All of the above is true for agents. People understand the access part. They set up a couple MCP connections and then expect their agents to do good work. They won’t. You’ve (sort of) solved access but not context and skills.
Like people, agents need access to systems, onboarding, training and coaching to do a good job. Unlike people, they want this in a technical wrapper of MCPs and Markdown files.
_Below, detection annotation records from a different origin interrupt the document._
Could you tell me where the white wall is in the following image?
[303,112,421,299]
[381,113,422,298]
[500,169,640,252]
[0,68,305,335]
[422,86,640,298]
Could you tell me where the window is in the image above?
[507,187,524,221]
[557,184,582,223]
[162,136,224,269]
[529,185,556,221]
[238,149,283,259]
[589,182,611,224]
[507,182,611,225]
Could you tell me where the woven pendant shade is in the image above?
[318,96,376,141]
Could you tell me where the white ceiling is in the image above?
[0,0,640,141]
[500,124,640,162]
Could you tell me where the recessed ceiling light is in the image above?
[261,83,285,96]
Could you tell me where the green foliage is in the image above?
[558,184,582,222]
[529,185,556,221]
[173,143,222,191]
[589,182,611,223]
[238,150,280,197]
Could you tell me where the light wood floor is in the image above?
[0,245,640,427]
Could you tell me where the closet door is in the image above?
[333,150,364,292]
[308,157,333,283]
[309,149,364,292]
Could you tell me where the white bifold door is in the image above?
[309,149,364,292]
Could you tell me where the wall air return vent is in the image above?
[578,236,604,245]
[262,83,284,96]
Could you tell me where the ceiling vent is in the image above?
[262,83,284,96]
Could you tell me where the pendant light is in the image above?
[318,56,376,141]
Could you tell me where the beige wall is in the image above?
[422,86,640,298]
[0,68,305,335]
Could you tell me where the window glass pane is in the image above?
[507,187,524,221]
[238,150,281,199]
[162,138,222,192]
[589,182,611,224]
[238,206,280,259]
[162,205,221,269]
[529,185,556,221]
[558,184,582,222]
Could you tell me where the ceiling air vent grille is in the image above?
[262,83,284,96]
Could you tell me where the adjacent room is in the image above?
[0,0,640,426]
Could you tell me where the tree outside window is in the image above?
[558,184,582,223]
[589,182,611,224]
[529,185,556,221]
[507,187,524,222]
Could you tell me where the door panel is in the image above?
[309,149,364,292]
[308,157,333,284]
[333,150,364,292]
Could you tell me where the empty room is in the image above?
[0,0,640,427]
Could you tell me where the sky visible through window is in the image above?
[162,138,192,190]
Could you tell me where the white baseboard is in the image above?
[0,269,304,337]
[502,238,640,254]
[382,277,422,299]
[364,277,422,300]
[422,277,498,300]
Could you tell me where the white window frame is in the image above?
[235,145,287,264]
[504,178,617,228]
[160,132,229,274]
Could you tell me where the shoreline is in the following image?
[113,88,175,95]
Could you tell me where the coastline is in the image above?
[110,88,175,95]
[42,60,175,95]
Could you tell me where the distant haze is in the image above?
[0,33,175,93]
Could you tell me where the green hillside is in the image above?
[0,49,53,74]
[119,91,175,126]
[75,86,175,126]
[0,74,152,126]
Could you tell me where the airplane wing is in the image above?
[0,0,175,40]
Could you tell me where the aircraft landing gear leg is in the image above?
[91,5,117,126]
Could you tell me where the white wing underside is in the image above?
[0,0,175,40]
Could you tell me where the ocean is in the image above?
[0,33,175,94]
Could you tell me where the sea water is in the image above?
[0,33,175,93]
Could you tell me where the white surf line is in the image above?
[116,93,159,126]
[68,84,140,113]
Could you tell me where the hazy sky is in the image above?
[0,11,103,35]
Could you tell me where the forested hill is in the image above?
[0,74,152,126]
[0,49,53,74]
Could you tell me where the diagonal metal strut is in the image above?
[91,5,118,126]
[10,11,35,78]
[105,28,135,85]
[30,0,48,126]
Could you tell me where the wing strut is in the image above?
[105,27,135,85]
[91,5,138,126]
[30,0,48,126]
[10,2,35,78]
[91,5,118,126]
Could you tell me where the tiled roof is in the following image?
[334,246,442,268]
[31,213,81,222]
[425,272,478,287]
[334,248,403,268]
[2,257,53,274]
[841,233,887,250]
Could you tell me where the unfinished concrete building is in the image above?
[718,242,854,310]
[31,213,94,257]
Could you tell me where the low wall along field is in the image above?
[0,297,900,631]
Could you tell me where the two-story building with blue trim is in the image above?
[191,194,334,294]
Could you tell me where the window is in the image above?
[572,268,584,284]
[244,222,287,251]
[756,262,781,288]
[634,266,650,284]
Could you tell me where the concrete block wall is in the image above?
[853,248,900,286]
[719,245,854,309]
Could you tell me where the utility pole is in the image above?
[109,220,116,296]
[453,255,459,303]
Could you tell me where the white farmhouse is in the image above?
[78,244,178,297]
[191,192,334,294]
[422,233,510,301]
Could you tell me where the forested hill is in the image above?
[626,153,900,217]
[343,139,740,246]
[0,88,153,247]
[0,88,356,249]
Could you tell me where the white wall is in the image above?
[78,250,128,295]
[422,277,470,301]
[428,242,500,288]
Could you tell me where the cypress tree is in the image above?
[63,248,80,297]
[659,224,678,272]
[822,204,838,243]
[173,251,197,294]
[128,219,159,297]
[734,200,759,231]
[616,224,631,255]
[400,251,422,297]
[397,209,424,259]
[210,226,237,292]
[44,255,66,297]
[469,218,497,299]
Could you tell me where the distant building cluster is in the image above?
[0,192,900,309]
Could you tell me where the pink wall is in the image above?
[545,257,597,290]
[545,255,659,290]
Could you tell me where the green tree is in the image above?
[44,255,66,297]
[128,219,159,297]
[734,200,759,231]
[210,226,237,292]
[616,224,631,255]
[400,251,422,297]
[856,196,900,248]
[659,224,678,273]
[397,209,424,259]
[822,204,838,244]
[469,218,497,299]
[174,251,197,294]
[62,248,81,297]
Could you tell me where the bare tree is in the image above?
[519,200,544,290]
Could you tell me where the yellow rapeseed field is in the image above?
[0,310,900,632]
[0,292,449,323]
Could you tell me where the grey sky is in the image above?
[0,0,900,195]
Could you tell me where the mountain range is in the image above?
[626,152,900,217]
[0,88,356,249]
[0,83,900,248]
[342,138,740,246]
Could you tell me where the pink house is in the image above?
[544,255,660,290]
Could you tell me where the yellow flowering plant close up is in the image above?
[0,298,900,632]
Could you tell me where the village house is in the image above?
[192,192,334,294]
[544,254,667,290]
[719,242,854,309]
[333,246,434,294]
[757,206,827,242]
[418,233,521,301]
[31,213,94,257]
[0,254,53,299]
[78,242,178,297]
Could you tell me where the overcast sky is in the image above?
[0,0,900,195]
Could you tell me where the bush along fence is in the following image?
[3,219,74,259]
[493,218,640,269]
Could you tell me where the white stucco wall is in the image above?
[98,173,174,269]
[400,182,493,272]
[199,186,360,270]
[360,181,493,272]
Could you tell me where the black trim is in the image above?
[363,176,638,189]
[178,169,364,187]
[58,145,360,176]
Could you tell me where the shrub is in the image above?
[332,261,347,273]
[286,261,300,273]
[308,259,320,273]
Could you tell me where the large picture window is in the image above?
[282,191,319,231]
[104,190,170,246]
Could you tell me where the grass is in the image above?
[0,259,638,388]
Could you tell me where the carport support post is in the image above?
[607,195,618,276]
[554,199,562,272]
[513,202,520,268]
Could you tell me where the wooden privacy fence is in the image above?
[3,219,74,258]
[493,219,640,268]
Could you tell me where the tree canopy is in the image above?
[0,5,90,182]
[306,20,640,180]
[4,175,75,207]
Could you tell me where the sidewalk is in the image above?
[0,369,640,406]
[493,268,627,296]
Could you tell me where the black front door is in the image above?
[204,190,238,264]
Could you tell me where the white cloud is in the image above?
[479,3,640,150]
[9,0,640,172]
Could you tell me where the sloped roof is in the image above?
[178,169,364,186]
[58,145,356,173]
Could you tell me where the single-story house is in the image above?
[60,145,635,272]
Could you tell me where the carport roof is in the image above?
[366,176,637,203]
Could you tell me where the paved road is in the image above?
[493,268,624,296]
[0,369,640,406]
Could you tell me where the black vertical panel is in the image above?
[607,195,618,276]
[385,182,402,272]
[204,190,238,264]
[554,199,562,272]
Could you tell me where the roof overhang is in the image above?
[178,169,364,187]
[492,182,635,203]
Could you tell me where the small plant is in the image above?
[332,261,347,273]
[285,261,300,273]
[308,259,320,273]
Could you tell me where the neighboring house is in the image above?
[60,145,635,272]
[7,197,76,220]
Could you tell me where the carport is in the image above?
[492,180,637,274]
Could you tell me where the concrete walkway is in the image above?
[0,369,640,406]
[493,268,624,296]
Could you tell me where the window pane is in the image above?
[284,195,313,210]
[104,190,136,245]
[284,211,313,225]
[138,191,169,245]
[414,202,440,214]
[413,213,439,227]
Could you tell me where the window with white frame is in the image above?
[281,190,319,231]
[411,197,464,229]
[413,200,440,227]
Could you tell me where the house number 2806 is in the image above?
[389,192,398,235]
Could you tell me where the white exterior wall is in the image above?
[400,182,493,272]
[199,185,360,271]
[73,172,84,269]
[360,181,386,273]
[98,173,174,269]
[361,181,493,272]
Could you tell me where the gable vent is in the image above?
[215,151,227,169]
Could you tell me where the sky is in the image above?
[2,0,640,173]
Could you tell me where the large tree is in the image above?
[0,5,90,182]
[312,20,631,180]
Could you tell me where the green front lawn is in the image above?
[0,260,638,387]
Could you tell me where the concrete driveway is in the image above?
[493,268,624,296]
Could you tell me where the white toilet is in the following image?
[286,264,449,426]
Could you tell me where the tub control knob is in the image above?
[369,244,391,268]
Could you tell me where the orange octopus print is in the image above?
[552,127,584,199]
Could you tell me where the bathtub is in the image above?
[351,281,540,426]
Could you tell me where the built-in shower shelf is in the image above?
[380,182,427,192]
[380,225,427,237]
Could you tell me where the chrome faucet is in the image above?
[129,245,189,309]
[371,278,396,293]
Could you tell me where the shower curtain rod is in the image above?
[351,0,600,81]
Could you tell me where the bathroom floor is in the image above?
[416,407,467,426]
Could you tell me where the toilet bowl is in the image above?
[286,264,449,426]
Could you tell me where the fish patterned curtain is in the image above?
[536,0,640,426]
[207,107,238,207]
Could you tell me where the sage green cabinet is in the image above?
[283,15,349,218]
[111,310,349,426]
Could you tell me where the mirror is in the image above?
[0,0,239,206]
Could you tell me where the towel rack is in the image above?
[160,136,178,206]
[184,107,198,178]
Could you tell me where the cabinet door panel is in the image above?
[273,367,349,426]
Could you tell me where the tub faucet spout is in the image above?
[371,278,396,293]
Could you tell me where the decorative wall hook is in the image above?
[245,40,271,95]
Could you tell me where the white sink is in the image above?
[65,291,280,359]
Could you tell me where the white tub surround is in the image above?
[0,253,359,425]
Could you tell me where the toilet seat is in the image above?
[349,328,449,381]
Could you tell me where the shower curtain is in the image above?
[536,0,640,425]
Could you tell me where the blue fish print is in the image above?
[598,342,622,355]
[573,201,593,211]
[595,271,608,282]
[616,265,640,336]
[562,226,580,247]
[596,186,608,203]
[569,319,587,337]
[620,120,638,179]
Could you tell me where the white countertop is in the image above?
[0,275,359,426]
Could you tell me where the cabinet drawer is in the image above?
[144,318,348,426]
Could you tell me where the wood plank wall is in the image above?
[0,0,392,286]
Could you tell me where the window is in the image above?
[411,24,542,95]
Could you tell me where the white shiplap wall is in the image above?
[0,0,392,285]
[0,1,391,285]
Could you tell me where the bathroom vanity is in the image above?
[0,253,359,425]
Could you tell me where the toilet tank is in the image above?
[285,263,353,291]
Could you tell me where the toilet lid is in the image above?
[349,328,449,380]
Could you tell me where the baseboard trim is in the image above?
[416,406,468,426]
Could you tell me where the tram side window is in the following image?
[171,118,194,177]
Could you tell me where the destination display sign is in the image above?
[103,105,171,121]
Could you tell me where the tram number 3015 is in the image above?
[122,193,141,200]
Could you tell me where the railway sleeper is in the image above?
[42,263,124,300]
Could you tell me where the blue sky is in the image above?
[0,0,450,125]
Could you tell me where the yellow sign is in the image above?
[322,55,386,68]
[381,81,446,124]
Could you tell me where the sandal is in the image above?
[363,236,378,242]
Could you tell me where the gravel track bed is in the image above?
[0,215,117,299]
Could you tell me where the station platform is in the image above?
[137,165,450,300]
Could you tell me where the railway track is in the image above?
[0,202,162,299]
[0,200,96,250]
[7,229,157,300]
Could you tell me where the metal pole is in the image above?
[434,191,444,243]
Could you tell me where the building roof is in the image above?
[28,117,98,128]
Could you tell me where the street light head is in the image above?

That’s the opportunity for RevOps to partner with sales enablement and lead this next phase of agentic adoption. They way forward is a unified team of technologists and trainers—one that understands that documentation is the new automation and that agent enablement is the new sales enablement. Your agents and their human teammates will thank you.
The closest analog is context engineering, but that’s more deeply concerned with the technical aspects of managing the actual agent context window. Most of us aren’t at that level of refinement. We’re just trying to do better than one-shotting our way to an answer without providing much context at all. Also the latest agent models and frameworks are pretty good about figuring out what to pay attention to from a sea of files and tokens.
It seems that enablement reports into RevOps only about a quarter of the time.
It went viral in late January 2026 after initial release in November 2025. In AI, “since the beginning” doesn’t really carry the temporal heft it does in other fields.
Sewing machines, you see, don’t sew the same way humans do. I’ve always thought it was brilliant first-principles approach to problem solving. Same with planes. You may have noticed they don’t flap their wings like birds. People that tried to make machines sew like humans or fly like birds failed miserably.
Or possibly pre-right. Maybe this post will be embarrassing in a year’s time. There’s no way today’s approach is the final architecture for all this stuff.
Developed with Claude Code, naturally.
The jury’s still out on this but it sure seems like a GitHub repository is a good place to start.